Por Fernando Laborda

Desde el 9 de Julio, cuando la presidenta Cristina Fernández de Kirchner anunció un amplio llamado al diálogo, hemos pasado casi dos semanas debatiendo si tal convocatoria era en serio o en broma. En otros términos, si hay una firme decisión política que implique un cambio de estilo o tan sólo una maniobra para que un poder debilitado gane tiempo.

La discusión en serio se iniciará, sin embargo, en las próximas horas, cuando la jefa del Estado comience a recibir a los gobernadores provinciales, de quienes escuchará un rosario de lamentos acerca de la complicada situación financiera de muchos distritos. En el centro del diálogo no habrá otra cosa que la distribución de la caja.
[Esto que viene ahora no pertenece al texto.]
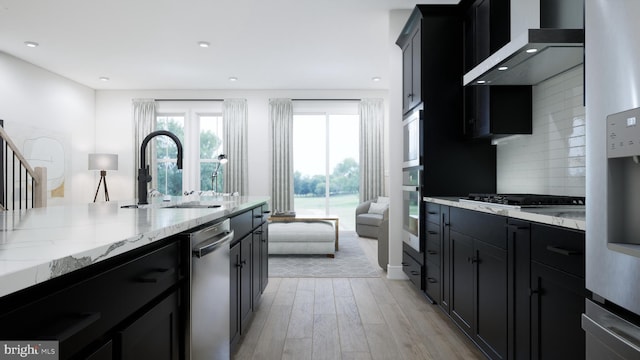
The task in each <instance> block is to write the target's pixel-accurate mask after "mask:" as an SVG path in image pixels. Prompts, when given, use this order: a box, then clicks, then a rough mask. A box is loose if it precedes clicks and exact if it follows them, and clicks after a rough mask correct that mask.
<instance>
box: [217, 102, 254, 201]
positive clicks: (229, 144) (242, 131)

La situación más grave es quizá la de la provincia de Buenos Aires, que requerirá entre 3000 y 4000 millones de pesos para finalizar el año sin grandes sobresaltos financieros. El gobernador Daniel Scioli podría plantear la necesidad de que se recree una suerte de fondo de reparación del conurbano, con ayuda del Estado nacional, similar al que en los años 90 le concedió el entonces presidente Carlos Menem a Eduardo Duhalde, quien gobernaba la provincia, por unos 600 millones de dólares anuales.

La capacidad de presión de Scioli es limitada. Su mejor arma hasta ahora ha sido la lealtad -para algunos, docilidad- que mostró ante Néstor Kirchner al asumir la estrategia de campaña electoral diseñada por el ex presidente de la Nación, con la candidatura testimonial del gobernador incluida. Pero, a diferencia de otros mandatarios provinciales, Scioli no cuenta prácticamente con diputados o senadores nacionales propios con cuyos votos pueda condicionar al Poder Ejecutivo. Para salvar esa deficiencia, el gobernador estuvo aceitando sus contactos con intendentes y algunos de sus operadores no descartan un acercamiento con Eduardo Duhalde.

La ventaja que tienen las autoridades del distrito bonaerense en cualquier negociación por financiamiento es que alrededor del 70 por ciento de la deuda provincial es con el Estado nacional.

El mandatario bonaerense y titular del PJ en el orden nacional podría intentar hacer valer algunas promesas de campaña pronunciadas por el propio Néstor Kirchner. El dilema, como con la convocatoria presidencial al diálogo, es si aquellas promesas fueron en serio o en broma.